Featuring Vermeer’s The Lacemaker from the Musée du Louvre on view in the UK for the first time, the exhibition has broken all records of visitor attendance averaging between 9,000 and 12,000 visitors each week and achieving exceptional national and international press acclaim with coverage from London to New York and as far as Japan.

Given this high demand, the Museum will extend its temporary exhibition opening hours by an extra two hours to 7pm on Tuesday to Fridays and an extra hour to 6pm on Saturdays and Sundays between 3 and 15 January.

During the extended opening hours the Courtyard entrance of the Museum will be open to allow visitors into its temporary exhibition space and the 20th century Galleries, where visitors can see Vermeer’s Women and another major exhibition Splendour & Power: Imperial Treasures from Vienna (closes 15 January).

The Director of the Fitzwilliam Museum, Dr Timothy Potts commented: “We are delighted that Vermeer’s Women has been such an unprecedented success; this is the first time any exhibition at the Fitzwilliam has achieved over 100,000 visitors and there are still some weeks to go. The critical and popular acclaim for Vermeer has been universal, and the catalogue too has received rave reviews. The increased opening hours will make it easier for people who work to visit, and for those who have already seen it once to do so again at a quieter time of day when there will be more space to view the works.”

About the exhibition
Women are one of the key subjects in Vermeer’s works: whether gazing out wistfully at the viewer, or focusing on an activity with an almost eerie calm, they possess a powerful allure. This exhibition at the Fitzwilliam Museum is the first to focus on Vermeer’s domestic interiors and, by examining them in the context of paintings by other Dutch Golden Age masters, explores the enigma of these women who seem crystallised in a moment in time.

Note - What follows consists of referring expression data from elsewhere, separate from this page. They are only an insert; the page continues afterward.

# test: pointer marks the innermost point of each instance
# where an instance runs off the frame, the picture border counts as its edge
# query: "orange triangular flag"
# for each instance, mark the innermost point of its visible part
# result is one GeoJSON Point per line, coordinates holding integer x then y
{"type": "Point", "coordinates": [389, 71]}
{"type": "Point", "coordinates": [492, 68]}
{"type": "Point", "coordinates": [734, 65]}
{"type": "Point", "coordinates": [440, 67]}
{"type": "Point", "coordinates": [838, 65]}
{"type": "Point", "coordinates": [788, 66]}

The vivid realism of these paintings provides a remarkable window into the private world of women in the 17th-century Dutch Republic. These scenes of the home seem hauntingly familiar even today: from the meditative calm of needlework, playing music, reading or simply daydreaming to such mundane domestic activities as cooking, shopping, washing and dressing, minding children, gossiping and eavesdropping. Often framed with a painted window or doorway, the viewer has the impression of having stumbled upon a private moment hidden behind closed doors.

Revealing the Dutch Golden Age ideals of the home, feminine beauty and domesticity, the exhibition also explores how artists subtly altered and augmented reality to enhance the magnetic appeal and symbolic import of these painted worlds.

At the heart of this stunning exhibition is Vermeer’s extraordinary painting The Lacemaker (c.1669-70), one of the Musée du Louvre’s most treasured works, rarely seen outside Paris and on loan to the UK for the first time.

Complementing this painting are three further works representing the pinnacle of Vermeer’s mature career: A lady at the virginals with a gentleman ‘The Music Lesson’ (c.1662-5) on loan from The Royal Collection; A Young Woman Seated at a Virginal (c.1670) from the National Gallery, London; and Young Woman Seated at a Virginal (private collection, New York). Joining these are 28 masterpieces of genre painting from such artists as Cornelis de Bisschop, Gerard ter Borch, Esaias Boursse, Quiringh van Brekelenkam, Gerrit Dou, Pieter de Hooch, Samuel van Hoogstraten, Nicolaes Maes, Cornelis de Man, Eglon van der Neer, Jacob van Ochtervelt, Godfried Schalcken, Jan Steen and Jacobus Vrel.

Vermeer’s Women: Secrets and Silence features works from museums and collections around the world, including the National Gallery, London; The Royal Collection; the Musée du Louvre; the Rijksmuseum, Amsterdam; the Mauritshuis, The Hague; and the Metropolitan Museum of Art, New York.